Cuando el buen sol hubo secado nuestras ropas, nos las pusimos y subimos a una montaña que había a mano derecha, hacia el ocaso, entre aquella llanura y el mar, y miramos a nuestro alrededor: enseguida vimos que no nos encontrábamos en tierra firme, sino solo en esta isla, que no tendría más de hora y media a pie de contorno. Y como no divisamos cerca ni lejos territorio alguno, sino tan solo el agua y el cielo, nos entristecimos y perdimos toda esperanza de volver a ver seres humanos en el futuro. Sin embargo, nos consolaba constatar que el buen Dios nos había enviado a este lugar seguro y fertilísimo, y no a uno que hubiera sido infértil o habitado por caníbales. Luego empezamos a pensar qué podíamos hacer o dejar de hacer, y como teníamos que vivir por así decirlo como presos juntos en esa isla, nos juramos el uno al otro permanente lealtad.
En la mencionada montaña no solo se posaban y volaban toda clase de pájaros de variadas especies, sino que además estaba llena de nidos con huevos, de lo que no dejábamos de asombrarnos. Nos bebimos algunos y descendimos de la montaña con muchos más, y a su pie hallamos un manantial de agua dulce que se vertía en el mar hacia el este, tan fuerte que habría podido mover un pequeño molino, lo que nos produjo nueva alegría, y decidimos poner nuestra vivienda junto a él.

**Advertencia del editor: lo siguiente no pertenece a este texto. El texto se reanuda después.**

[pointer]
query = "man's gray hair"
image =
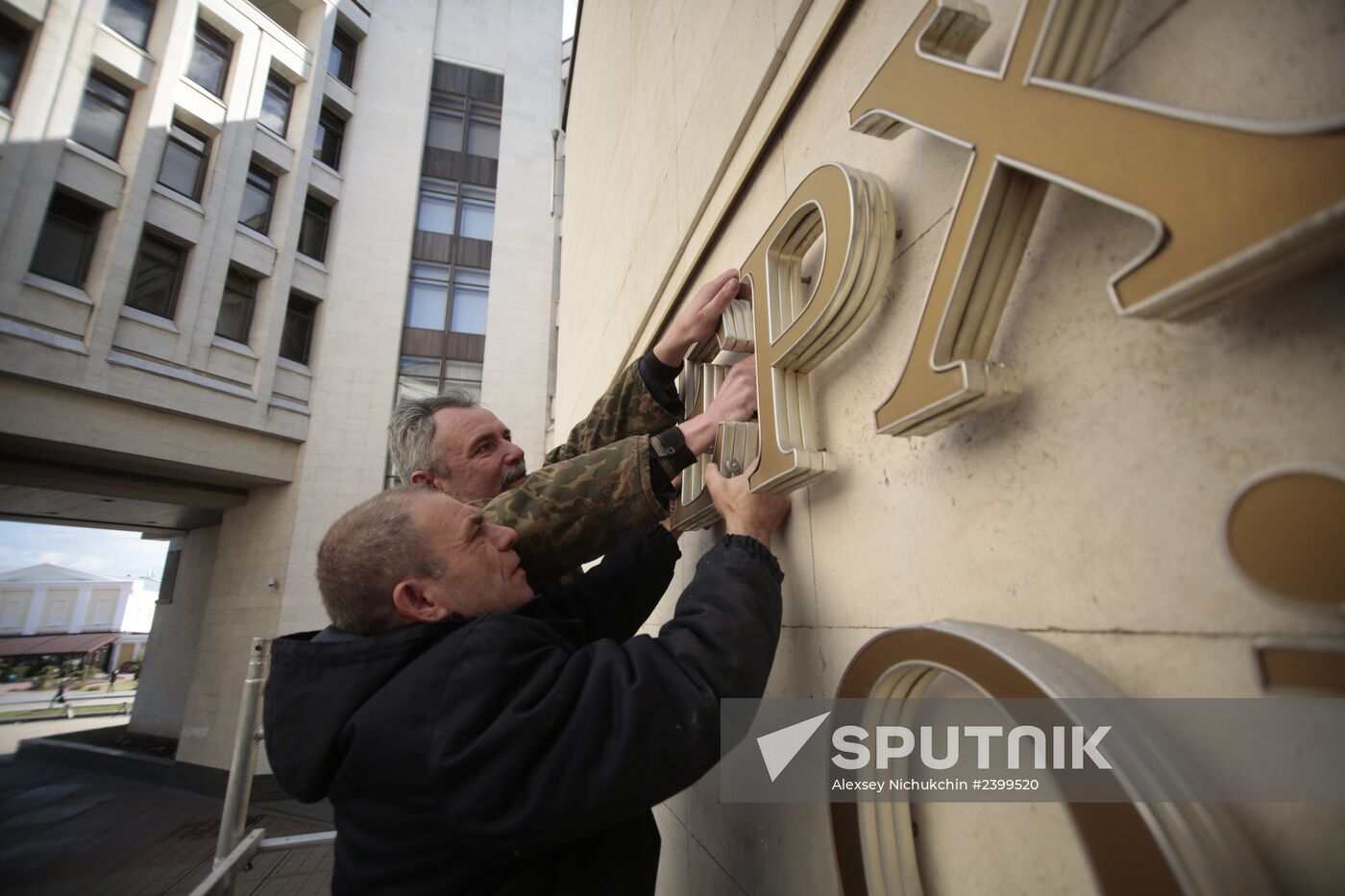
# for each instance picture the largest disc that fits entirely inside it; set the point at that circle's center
(366, 553)
(410, 432)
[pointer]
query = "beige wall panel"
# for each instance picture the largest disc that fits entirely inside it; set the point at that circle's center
(50, 309)
(103, 606)
(13, 608)
(60, 604)
(292, 383)
(145, 339)
(232, 365)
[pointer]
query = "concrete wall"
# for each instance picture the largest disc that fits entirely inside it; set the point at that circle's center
(171, 650)
(1087, 513)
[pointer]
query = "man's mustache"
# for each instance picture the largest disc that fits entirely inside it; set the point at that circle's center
(513, 473)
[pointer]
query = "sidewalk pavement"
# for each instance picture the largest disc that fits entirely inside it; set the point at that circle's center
(11, 734)
(66, 832)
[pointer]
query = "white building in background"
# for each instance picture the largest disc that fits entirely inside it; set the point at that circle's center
(232, 233)
(50, 610)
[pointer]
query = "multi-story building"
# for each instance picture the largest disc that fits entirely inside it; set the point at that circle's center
(232, 233)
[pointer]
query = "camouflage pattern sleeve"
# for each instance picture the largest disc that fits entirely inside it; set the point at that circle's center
(575, 510)
(625, 409)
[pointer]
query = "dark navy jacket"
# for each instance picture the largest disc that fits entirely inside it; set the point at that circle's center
(521, 752)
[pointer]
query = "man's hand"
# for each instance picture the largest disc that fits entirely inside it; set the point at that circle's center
(698, 319)
(736, 400)
(746, 513)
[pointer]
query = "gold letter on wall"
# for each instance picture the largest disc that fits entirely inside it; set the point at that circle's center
(851, 213)
(1234, 205)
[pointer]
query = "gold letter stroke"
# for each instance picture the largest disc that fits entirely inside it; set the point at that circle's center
(851, 213)
(1234, 205)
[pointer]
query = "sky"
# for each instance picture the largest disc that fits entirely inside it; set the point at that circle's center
(97, 550)
(568, 10)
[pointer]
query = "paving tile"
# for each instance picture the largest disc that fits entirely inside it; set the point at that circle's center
(131, 838)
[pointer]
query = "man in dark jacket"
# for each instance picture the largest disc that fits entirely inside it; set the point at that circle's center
(477, 740)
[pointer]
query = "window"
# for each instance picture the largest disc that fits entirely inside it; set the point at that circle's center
(331, 128)
(426, 376)
(235, 307)
(276, 103)
(154, 285)
(470, 288)
(296, 339)
(184, 160)
(103, 114)
(210, 57)
(66, 241)
(483, 136)
(446, 130)
(428, 304)
(427, 307)
(340, 62)
(439, 206)
(258, 195)
(477, 213)
(13, 47)
(131, 19)
(312, 230)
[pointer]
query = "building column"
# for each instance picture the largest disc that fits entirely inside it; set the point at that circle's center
(80, 610)
(36, 604)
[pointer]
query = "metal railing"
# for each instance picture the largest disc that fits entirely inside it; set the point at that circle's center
(234, 851)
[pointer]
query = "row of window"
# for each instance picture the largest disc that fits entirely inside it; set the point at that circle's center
(105, 108)
(212, 53)
(64, 248)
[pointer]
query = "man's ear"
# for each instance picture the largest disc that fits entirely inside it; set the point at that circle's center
(412, 600)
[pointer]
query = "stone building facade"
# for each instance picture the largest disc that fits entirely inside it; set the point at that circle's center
(1087, 513)
(232, 234)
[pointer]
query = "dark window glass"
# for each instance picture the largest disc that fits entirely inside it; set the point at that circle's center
(340, 62)
(296, 339)
(154, 287)
(446, 130)
(330, 132)
(483, 136)
(66, 241)
(258, 195)
(312, 231)
(184, 160)
(235, 307)
(103, 114)
(131, 19)
(275, 104)
(13, 47)
(210, 56)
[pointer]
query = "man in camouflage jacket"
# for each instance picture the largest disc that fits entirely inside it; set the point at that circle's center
(614, 473)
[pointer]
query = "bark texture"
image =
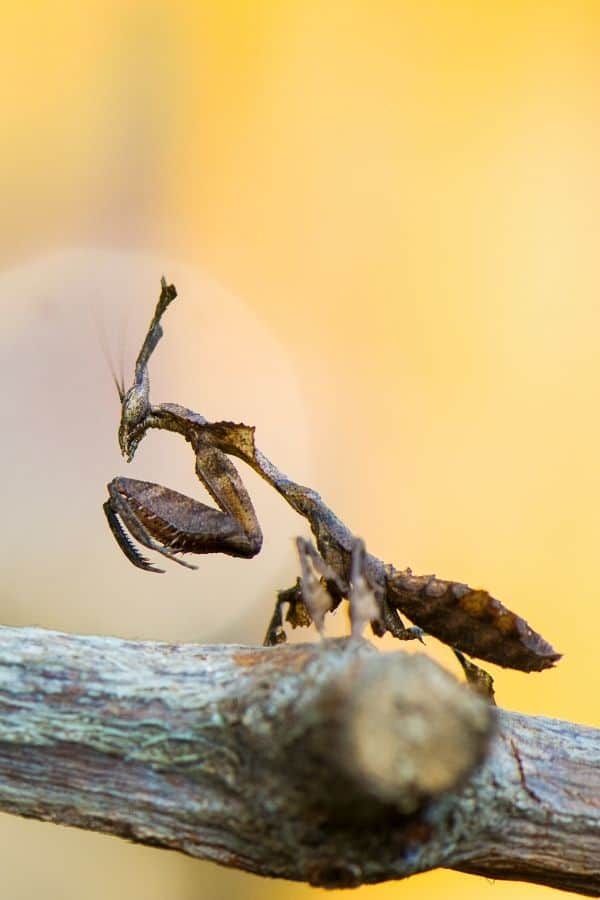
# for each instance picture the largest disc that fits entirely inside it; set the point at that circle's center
(327, 763)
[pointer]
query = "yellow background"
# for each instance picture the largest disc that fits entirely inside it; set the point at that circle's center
(401, 204)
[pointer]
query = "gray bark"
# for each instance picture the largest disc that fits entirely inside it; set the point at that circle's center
(328, 763)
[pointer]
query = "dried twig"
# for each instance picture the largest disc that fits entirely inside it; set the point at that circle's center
(327, 763)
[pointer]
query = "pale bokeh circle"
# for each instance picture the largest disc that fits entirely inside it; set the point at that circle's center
(61, 567)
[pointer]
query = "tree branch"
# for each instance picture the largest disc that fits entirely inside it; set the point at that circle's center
(327, 763)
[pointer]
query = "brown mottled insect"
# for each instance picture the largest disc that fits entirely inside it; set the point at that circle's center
(160, 519)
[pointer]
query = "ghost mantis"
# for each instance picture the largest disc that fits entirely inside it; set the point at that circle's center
(160, 519)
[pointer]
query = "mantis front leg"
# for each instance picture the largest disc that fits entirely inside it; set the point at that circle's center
(160, 518)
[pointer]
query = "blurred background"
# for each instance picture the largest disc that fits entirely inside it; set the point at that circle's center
(383, 222)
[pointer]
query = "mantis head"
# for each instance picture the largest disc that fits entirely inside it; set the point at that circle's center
(135, 403)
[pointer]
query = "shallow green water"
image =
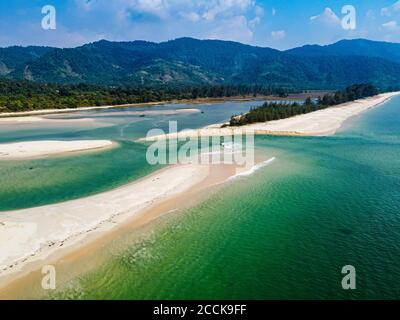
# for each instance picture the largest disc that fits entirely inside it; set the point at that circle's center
(45, 181)
(285, 232)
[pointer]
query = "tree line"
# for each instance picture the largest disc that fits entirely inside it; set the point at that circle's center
(27, 95)
(275, 111)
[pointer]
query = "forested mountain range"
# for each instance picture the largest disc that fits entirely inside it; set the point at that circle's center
(190, 62)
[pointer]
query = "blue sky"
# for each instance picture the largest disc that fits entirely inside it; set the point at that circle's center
(279, 24)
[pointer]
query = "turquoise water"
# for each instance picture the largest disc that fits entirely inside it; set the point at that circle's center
(46, 181)
(283, 233)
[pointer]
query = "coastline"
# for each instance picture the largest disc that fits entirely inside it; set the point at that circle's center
(37, 149)
(324, 122)
(31, 238)
(5, 115)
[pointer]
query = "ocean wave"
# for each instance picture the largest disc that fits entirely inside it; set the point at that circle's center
(252, 170)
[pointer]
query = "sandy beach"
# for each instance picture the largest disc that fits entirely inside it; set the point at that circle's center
(35, 149)
(29, 238)
(31, 234)
(324, 122)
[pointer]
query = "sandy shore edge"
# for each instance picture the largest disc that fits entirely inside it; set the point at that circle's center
(31, 235)
(35, 149)
(324, 122)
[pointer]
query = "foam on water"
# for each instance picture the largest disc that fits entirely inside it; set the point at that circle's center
(253, 169)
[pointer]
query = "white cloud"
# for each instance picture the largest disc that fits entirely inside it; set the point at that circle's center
(191, 16)
(370, 15)
(328, 17)
(391, 10)
(390, 26)
(278, 35)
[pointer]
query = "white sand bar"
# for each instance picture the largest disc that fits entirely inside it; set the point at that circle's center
(33, 149)
(33, 234)
(319, 123)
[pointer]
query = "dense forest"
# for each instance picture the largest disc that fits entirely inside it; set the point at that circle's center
(27, 95)
(192, 62)
(275, 111)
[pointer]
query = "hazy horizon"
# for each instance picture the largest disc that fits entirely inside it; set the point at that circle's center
(264, 23)
(174, 39)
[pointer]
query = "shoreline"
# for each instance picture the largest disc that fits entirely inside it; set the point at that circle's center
(324, 122)
(40, 149)
(68, 228)
(5, 115)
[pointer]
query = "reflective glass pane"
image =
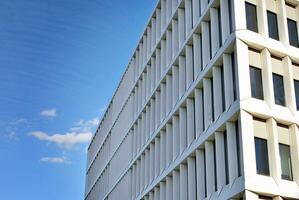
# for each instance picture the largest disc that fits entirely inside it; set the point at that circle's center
(278, 89)
(256, 83)
(272, 25)
(251, 17)
(293, 33)
(261, 155)
(285, 161)
(296, 84)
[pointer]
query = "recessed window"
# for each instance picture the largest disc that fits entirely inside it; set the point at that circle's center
(285, 161)
(296, 84)
(251, 17)
(278, 89)
(261, 156)
(272, 25)
(293, 33)
(256, 83)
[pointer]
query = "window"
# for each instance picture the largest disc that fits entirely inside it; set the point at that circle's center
(226, 158)
(234, 75)
(205, 172)
(222, 89)
(272, 25)
(285, 161)
(219, 27)
(215, 165)
(296, 84)
(278, 89)
(212, 95)
(256, 83)
(261, 156)
(293, 33)
(237, 125)
(251, 17)
(230, 16)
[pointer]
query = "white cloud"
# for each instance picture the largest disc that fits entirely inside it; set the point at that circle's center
(54, 160)
(102, 109)
(13, 136)
(67, 140)
(49, 112)
(85, 126)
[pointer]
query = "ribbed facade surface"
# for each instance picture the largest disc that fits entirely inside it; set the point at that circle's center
(207, 107)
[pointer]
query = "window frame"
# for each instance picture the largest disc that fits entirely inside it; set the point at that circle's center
(296, 82)
(251, 25)
(278, 95)
(290, 178)
(260, 171)
(273, 25)
(291, 42)
(258, 96)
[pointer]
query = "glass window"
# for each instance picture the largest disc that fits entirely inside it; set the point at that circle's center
(296, 84)
(219, 27)
(226, 158)
(215, 165)
(251, 17)
(261, 156)
(272, 25)
(293, 33)
(256, 83)
(278, 89)
(285, 161)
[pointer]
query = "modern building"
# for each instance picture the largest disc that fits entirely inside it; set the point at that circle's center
(207, 107)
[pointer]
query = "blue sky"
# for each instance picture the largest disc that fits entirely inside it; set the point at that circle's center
(60, 61)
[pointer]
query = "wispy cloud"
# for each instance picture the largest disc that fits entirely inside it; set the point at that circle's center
(66, 140)
(85, 125)
(54, 160)
(80, 133)
(12, 136)
(49, 112)
(11, 129)
(102, 109)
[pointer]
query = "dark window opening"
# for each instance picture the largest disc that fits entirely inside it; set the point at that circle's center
(256, 83)
(234, 75)
(272, 25)
(222, 89)
(251, 17)
(261, 156)
(212, 95)
(226, 158)
(237, 126)
(296, 85)
(278, 89)
(215, 165)
(285, 161)
(293, 33)
(219, 27)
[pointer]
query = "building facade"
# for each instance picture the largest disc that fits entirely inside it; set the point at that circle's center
(207, 107)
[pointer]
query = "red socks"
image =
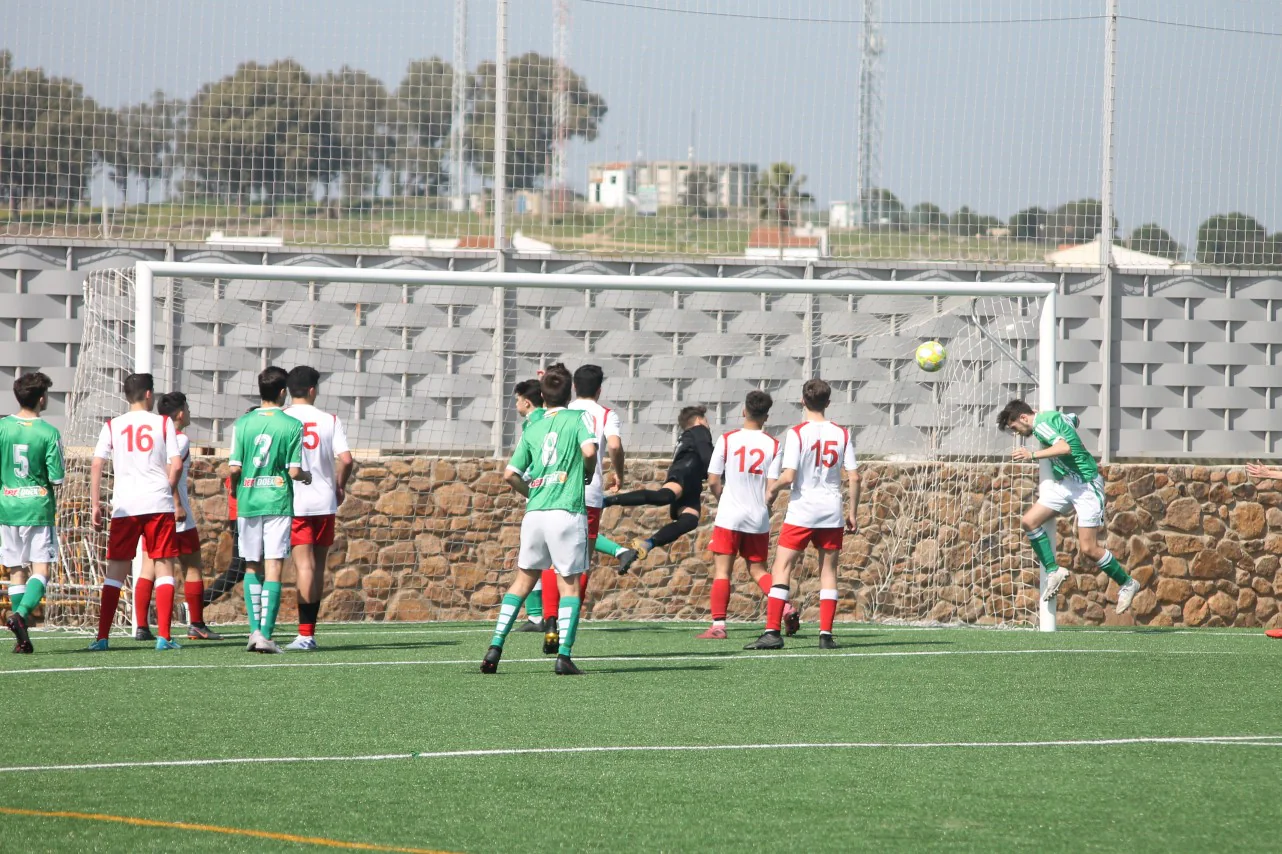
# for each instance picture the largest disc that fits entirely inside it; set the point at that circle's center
(551, 595)
(778, 598)
(827, 609)
(107, 609)
(141, 600)
(164, 605)
(719, 598)
(194, 594)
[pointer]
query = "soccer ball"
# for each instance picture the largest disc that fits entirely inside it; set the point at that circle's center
(931, 357)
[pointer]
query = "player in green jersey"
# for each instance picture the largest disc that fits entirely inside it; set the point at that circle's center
(31, 466)
(266, 458)
(551, 467)
(530, 407)
(1076, 482)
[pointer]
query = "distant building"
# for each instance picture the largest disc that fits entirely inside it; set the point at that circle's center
(659, 184)
(787, 244)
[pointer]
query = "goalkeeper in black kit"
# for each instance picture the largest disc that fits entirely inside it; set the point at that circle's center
(683, 485)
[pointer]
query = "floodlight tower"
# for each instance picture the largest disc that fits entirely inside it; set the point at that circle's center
(459, 104)
(869, 109)
(560, 101)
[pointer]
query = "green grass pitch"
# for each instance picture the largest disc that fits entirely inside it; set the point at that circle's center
(942, 739)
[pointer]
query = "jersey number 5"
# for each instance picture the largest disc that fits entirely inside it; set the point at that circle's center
(755, 466)
(262, 449)
(824, 457)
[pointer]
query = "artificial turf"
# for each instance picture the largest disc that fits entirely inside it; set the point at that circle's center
(416, 689)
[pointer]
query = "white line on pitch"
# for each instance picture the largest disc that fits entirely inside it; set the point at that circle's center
(1250, 741)
(763, 657)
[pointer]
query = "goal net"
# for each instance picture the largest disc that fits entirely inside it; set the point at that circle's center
(422, 377)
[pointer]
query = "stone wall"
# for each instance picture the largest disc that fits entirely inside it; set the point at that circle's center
(436, 539)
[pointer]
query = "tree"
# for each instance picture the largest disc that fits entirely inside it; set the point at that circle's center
(426, 108)
(1155, 240)
(882, 209)
(927, 217)
(359, 144)
(778, 194)
(968, 223)
(1233, 239)
(50, 137)
(531, 91)
(1030, 223)
(700, 194)
(264, 130)
(1078, 222)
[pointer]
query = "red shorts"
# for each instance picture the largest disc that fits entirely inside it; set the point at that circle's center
(189, 541)
(313, 530)
(795, 537)
(155, 530)
(754, 548)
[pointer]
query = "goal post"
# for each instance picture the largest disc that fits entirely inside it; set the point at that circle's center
(416, 355)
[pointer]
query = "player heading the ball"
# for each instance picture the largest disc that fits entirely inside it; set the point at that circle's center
(1076, 484)
(551, 467)
(815, 453)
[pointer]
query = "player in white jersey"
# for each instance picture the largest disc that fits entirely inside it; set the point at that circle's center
(316, 505)
(745, 464)
(146, 466)
(173, 405)
(815, 453)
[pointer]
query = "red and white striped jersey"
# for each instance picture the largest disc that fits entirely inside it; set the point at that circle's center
(140, 445)
(323, 439)
(745, 459)
(605, 423)
(819, 452)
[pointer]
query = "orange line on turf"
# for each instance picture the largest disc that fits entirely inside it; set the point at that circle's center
(214, 828)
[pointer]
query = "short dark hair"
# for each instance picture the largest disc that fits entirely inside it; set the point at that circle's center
(530, 390)
(1010, 413)
(758, 405)
(555, 386)
(587, 380)
(30, 387)
(301, 380)
(172, 403)
(815, 394)
(687, 416)
(137, 385)
(271, 384)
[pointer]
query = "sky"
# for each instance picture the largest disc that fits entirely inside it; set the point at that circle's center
(992, 104)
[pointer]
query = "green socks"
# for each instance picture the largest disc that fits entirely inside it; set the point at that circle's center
(1108, 563)
(535, 604)
(271, 607)
(507, 617)
(607, 546)
(1040, 543)
(253, 596)
(567, 619)
(31, 599)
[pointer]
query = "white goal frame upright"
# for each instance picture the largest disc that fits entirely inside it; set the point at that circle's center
(146, 272)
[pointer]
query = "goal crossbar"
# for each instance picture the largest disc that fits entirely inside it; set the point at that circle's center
(146, 272)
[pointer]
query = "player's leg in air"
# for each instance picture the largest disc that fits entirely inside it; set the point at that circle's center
(754, 548)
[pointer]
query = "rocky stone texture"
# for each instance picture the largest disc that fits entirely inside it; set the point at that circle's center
(436, 539)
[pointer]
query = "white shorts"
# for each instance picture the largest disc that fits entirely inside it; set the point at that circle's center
(554, 539)
(1085, 496)
(23, 544)
(264, 537)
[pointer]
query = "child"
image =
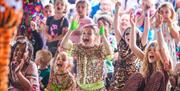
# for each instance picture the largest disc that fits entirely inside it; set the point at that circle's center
(61, 78)
(56, 25)
(43, 57)
(23, 71)
(89, 56)
(147, 7)
(175, 79)
(82, 8)
(34, 37)
(108, 64)
(48, 11)
(125, 66)
(156, 63)
(105, 9)
(170, 30)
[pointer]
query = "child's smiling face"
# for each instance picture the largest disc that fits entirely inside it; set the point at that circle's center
(62, 62)
(88, 36)
(59, 6)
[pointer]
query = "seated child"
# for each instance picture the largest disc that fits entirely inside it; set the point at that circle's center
(43, 58)
(61, 78)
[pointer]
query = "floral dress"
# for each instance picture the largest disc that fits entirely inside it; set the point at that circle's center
(89, 67)
(124, 67)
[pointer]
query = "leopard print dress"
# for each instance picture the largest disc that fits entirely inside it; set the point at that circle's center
(89, 65)
(124, 67)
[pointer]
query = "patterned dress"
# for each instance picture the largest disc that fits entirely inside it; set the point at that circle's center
(60, 82)
(125, 65)
(89, 67)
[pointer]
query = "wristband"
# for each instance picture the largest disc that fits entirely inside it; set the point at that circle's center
(101, 31)
(74, 25)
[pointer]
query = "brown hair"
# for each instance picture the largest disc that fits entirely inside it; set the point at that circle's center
(44, 57)
(146, 66)
(169, 6)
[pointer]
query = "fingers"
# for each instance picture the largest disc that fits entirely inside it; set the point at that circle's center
(118, 4)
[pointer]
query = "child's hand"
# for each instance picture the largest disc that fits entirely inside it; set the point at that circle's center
(118, 6)
(159, 20)
(169, 21)
(133, 20)
(19, 67)
(102, 30)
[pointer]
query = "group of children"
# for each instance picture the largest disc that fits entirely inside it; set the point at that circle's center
(134, 52)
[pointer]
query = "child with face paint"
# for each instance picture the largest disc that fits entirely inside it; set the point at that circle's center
(89, 56)
(23, 71)
(43, 58)
(169, 29)
(156, 63)
(82, 9)
(106, 21)
(125, 66)
(57, 25)
(61, 78)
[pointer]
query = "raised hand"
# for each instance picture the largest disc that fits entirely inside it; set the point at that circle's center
(159, 20)
(102, 30)
(20, 66)
(133, 20)
(118, 6)
(74, 24)
(169, 21)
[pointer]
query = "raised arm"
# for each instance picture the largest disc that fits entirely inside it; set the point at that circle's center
(144, 38)
(106, 44)
(136, 50)
(174, 33)
(116, 22)
(162, 45)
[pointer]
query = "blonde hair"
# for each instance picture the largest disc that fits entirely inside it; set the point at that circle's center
(169, 6)
(146, 66)
(88, 6)
(65, 4)
(44, 57)
(64, 56)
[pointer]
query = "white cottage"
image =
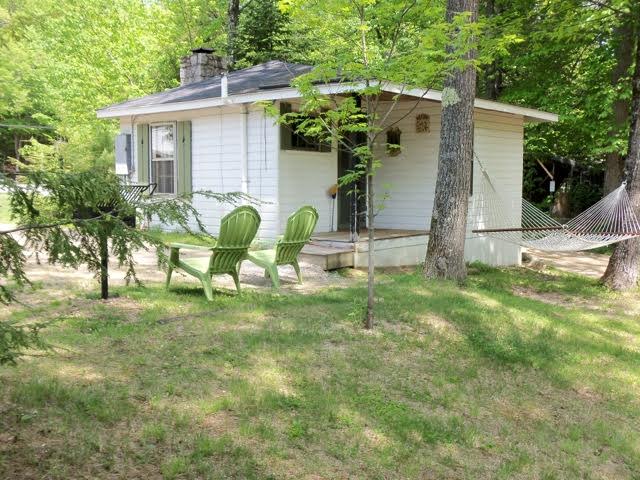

Para esa nueva casa no teníamos más utensilios que un hacha, una cuchara, tres cuchillos, un tenedor y unas tijeras; no había nada más. Mi compañero llevaba consigo un ducado o treinta, que habríamos dado gustosos por recado de encender si hubiéramos podido comprarlo con ellos, pero no nos servían de nada, valían menos que mi cuerno de pólvora. Sequé esta al sol (porque estaba tan blanda como una pasta), la esparcí sobre una roca, la cubrí con materia fácilmente inflamable, de la que había más que suficiente con la pelusa de los cocos, la froté con el cuchillo y prendí fuego, lo que nos alegró tanto como habernos salvado del mar. Si hubiéramos tenido sal, pan y recipiente con el que recoger nuestra bebida, nos habríamos tenido por las personas más felices del mundo, aunque hacía veinticuatro horas que nos contábamos entre las más desdichadas. Así de leal y misericordioso es Dios, sea venerado por toda la eternidad. Amén.
Enseguida cazamos alguna ave de las muchas que caminaban sin miedo a nuestro alrededor, la desplumamos, la limpiamos y la clavamos en un palo de madera. Empecé a asarla, mientras mi compañero traía leña y construía un cobertizo en el que quizá pudiéramos resguardarnos si volvía a llover, porque la lluvia india suele ser muy insana en dirección a África, y la sal que no teníamos la sustituimos con zumo de limón, para volver sabrosas nuestras comidas.